Gulf of Mexico
Wes Struble / NOAA

LA - Thoma-Sea Marine Wins Research Vessel Pair Order From NOAA

US government research agency National Oceanic and Atmospheric Administration’s (NOAA) effort to revitalise its aging fleet of research ships has taken a major step forward with the US Navy’s award of a $178m contract to Thoma-Sea Marine Constructors of Houma, Louisiana, for the detailed design and construction of two new oceanographic ships for the agency.

NOAA is acquiring the vessels through an agreement with the Naval Sea Systems Command, a leader in building, providing and procuring large research ships for the nation’s research fleet.

“We can all be proud that these two new NOAA ships will be built in the United States by highly skilled workers, and to the highest standards,” said US Secretary of Commerce Wilbur Ross. “The nation will benefit greatly from the information these state-of-the-art vessels will collect for decades to come.”

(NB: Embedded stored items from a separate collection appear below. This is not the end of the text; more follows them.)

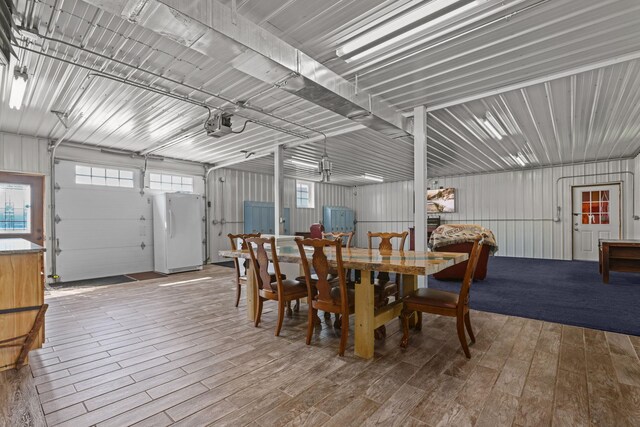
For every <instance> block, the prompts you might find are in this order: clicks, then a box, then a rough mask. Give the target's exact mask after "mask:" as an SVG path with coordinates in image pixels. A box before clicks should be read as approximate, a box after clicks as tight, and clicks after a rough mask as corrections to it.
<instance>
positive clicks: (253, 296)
mask: <svg viewBox="0 0 640 427" xmlns="http://www.w3.org/2000/svg"><path fill="white" fill-rule="evenodd" d="M267 254H268V255H269V258H271V251H270V250H267ZM276 254H277V257H278V262H280V263H295V264H301V263H302V259H301V257H300V252H299V250H298V247H297V246H296V245H295V244H293V245H292V244H291V242H287V243H286V244H281V245H278V246H276ZM219 255H220V256H222V257H227V258H245V259H246V258H250V255H249V251H248V250H235V251H233V250H221V251H219ZM307 255H308V256H307V258H308V259H311V256H312V250H311V248H309V252H307ZM468 257H469V256H468V254H466V253H455V252H418V251H396V250H394V251H385V252H382V251H380V250H378V249H361V248H343V249H342V264H343V267H344V268H346V269H352V270H359V271H360V272H361V273H360V282H359V283H356V286H355V331H354V344H355V346H354V347H355V348H354V352H355V354H356V355H357V356H359V357H362V358H364V359H371V358H373V352H374V341H375V340H374V330H375V329H376V328H378V327H379V326H382V325H384V324H386V323H387V322H389V321H391V320H392V319H394V318H397V317H398V316H399V315H400V312H401V310H402V304H401V301H394V302H392V303H391V304H389V305H387V306H385V307H383V308H379V309H376V308H375V305H374V288H373V282H372V281H371V272H388V273H397V274H401V275H402V281H401V284H402V287H401V289H400V292H401V295H404V294H406V293H407V292H410V291H412V290H415V289H416V288H417V286H418V279H417V278H418V276H427V275H430V274H434V273H437V272H439V271H442V270H444V269H445V268H448V267H451V266H452V265H455V264H458V263H461V262H464V261H466V260H467V259H468ZM327 258H328V260H329V263H330V265H331V266H332V267H337V262H336V258H335V250H329V249H327ZM256 295H257V290H256V281H255V275H254V274H253V271H252V267H251V266H249V270H248V271H247V319H249V320H251V321H253V320H254V319H255V314H256V306H257V297H256Z"/></svg>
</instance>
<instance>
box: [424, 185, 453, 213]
mask: <svg viewBox="0 0 640 427" xmlns="http://www.w3.org/2000/svg"><path fill="white" fill-rule="evenodd" d="M455 211H456V189H455V188H438V189H435V190H427V213H451V212H455Z"/></svg>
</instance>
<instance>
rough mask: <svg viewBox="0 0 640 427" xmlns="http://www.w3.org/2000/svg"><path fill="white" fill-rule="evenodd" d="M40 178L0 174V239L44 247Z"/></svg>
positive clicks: (6, 174)
mask: <svg viewBox="0 0 640 427" xmlns="http://www.w3.org/2000/svg"><path fill="white" fill-rule="evenodd" d="M43 205H44V177H43V176H42V175H24V174H19V173H10V172H0V238H22V239H25V240H29V241H30V242H32V243H35V244H37V245H40V246H44V227H43V222H44V211H43Z"/></svg>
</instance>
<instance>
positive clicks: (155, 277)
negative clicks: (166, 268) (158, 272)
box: [127, 271, 167, 280]
mask: <svg viewBox="0 0 640 427" xmlns="http://www.w3.org/2000/svg"><path fill="white" fill-rule="evenodd" d="M127 277H130V278H131V279H133V280H149V279H161V278H163V277H167V275H166V274H162V273H157V272H155V271H144V272H142V273H129V274H127Z"/></svg>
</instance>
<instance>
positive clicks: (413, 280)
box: [400, 274, 418, 328]
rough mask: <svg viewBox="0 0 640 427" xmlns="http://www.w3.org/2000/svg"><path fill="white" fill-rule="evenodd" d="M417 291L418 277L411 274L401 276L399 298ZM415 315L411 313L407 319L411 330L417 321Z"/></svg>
mask: <svg viewBox="0 0 640 427" xmlns="http://www.w3.org/2000/svg"><path fill="white" fill-rule="evenodd" d="M416 289H418V276H414V275H412V274H403V275H402V286H401V287H400V297H404V296H405V295H408V294H410V293H411V292H413V291H415V290H416ZM417 317H418V316H417V315H416V313H413V315H411V317H410V318H409V327H410V328H413V327H414V326H415V325H416V321H417Z"/></svg>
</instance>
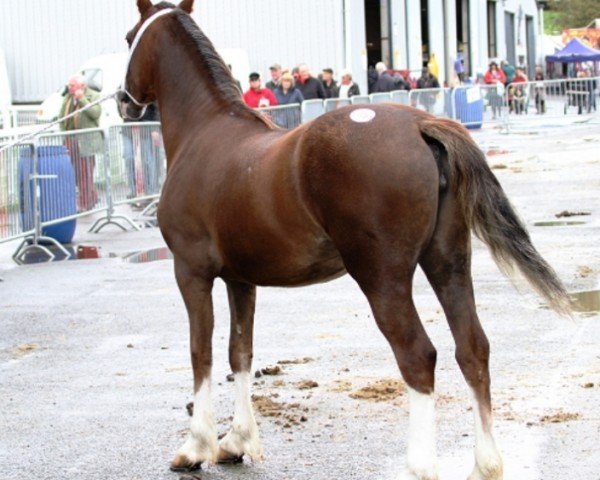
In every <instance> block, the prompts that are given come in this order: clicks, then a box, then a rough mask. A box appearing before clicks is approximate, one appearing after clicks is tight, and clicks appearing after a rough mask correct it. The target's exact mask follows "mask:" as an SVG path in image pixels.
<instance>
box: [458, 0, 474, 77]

The first ship, to be named Oceanographer, will be homeported in Honolulu. The second ship, to be named Discoverer, will be assigned a homeport at a future date. Both vessels will continue the legacies of their namesakes. The first Oceanographer served in the NOAA fleet from 1966 to 1996 and her sister ship, Discoverer, served from 1967 to 1996.

The new ships will support a wide variety of missions, ranging from general oceanographic research and exploration to marine life, climate and ocean ecosystem studies. These missions include shallow coastal, continental shelf, and worldwide ocean survey and data collection.